Green Bay Packers 2007 Draft

In the inaugural year of Mike McCarthy’s tenure, the Green Bay Packers doubled their previous win total, improving from 4-12 to 8-8. With a couple of positions that needed addressing, including defensive line and running back, Ted Thompson and the Packers went into the draft looking for upside as well as some depth for special teams, which were struggling early on. He hit on a few picks, but this draft more than any other that he orchestrated is known for some big misses. So let’s look at the 2007 NFL Draft.

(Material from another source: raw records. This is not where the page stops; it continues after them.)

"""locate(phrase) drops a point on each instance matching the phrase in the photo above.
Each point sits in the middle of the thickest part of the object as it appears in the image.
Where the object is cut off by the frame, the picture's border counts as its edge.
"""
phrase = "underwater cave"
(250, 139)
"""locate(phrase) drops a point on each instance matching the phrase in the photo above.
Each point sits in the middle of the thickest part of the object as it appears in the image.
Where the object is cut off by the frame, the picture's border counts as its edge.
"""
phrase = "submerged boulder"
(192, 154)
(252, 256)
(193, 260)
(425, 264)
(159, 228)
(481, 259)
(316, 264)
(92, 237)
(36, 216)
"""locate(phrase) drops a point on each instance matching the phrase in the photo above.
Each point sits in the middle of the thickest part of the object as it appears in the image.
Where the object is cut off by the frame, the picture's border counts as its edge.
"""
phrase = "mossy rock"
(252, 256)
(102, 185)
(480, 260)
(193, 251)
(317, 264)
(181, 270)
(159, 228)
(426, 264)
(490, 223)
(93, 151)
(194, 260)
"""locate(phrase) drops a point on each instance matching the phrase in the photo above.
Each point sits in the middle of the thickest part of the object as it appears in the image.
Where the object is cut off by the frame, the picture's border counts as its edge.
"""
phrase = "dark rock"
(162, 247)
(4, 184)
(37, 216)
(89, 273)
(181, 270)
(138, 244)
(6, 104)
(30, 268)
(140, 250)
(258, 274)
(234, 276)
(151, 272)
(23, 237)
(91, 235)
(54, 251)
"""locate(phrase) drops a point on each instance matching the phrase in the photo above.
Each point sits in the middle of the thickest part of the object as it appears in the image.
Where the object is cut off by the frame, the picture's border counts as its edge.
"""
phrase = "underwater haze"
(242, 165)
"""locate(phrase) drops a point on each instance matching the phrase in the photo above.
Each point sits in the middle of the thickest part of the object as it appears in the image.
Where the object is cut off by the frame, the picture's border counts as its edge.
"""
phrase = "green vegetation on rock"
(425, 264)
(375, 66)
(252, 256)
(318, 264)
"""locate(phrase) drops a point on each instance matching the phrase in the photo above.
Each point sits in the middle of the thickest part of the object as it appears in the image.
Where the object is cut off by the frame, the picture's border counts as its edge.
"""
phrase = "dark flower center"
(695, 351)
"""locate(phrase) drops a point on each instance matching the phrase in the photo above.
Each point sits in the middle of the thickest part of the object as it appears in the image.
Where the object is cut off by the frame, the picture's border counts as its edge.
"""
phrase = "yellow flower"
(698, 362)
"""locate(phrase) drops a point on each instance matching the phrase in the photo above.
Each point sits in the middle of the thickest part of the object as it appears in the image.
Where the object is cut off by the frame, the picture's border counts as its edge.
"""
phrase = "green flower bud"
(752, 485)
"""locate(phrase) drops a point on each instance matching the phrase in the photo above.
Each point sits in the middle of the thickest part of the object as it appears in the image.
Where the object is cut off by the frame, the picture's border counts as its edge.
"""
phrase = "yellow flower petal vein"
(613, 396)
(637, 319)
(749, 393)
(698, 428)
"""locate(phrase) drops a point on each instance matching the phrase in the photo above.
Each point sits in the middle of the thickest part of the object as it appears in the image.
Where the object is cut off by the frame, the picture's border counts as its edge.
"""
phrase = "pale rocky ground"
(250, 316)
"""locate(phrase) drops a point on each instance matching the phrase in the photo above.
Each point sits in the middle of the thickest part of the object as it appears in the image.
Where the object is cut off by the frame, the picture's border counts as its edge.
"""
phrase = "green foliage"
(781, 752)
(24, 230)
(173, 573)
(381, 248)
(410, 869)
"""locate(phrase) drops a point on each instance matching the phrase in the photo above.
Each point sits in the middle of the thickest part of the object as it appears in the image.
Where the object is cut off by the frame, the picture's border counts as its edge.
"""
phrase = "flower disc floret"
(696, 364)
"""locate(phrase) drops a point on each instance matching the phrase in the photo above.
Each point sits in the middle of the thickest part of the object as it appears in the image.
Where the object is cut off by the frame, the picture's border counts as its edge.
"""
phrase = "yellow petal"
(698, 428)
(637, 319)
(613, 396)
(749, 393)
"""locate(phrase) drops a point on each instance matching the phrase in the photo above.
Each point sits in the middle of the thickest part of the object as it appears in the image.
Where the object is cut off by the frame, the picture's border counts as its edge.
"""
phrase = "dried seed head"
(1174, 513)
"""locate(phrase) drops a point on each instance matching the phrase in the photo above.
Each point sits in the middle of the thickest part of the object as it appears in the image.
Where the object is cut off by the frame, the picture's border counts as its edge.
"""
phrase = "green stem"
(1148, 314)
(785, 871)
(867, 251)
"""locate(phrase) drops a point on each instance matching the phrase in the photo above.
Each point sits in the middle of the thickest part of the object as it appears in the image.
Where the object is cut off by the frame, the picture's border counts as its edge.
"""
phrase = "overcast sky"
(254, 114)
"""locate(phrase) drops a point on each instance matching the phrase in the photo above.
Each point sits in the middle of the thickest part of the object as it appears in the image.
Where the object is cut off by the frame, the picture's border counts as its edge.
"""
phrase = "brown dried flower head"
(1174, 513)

ROUND 1 (16) – Justin Harrell, DL. Tennessee

BAP: Jon Beason, LB. Miami (FL)

In a draft filled with misses (see Russell, JaMarcus and Anderson, Jamaal), this was a pick in the same mold. Harrell was known as a player with considerable talent, but he was a raw player who had numerous injury concerns, including a torn bicep that wiped out his final year at Tennessee. That didn’t stop Thompson from pulling the trigger, but he might wish he had looking back. Between this pick and their next pick, The Packers missed on 15 Pro Bowlers, including Beason, Joe Staley, Eric Weddle, Greg Olson, and LaMarr Woodley. As for Harrell, he never could shake the injury bug, appearing in 14 games over four season, suffering knee and back problems. He never caught on to another team after the Packers released him after the 2010 season.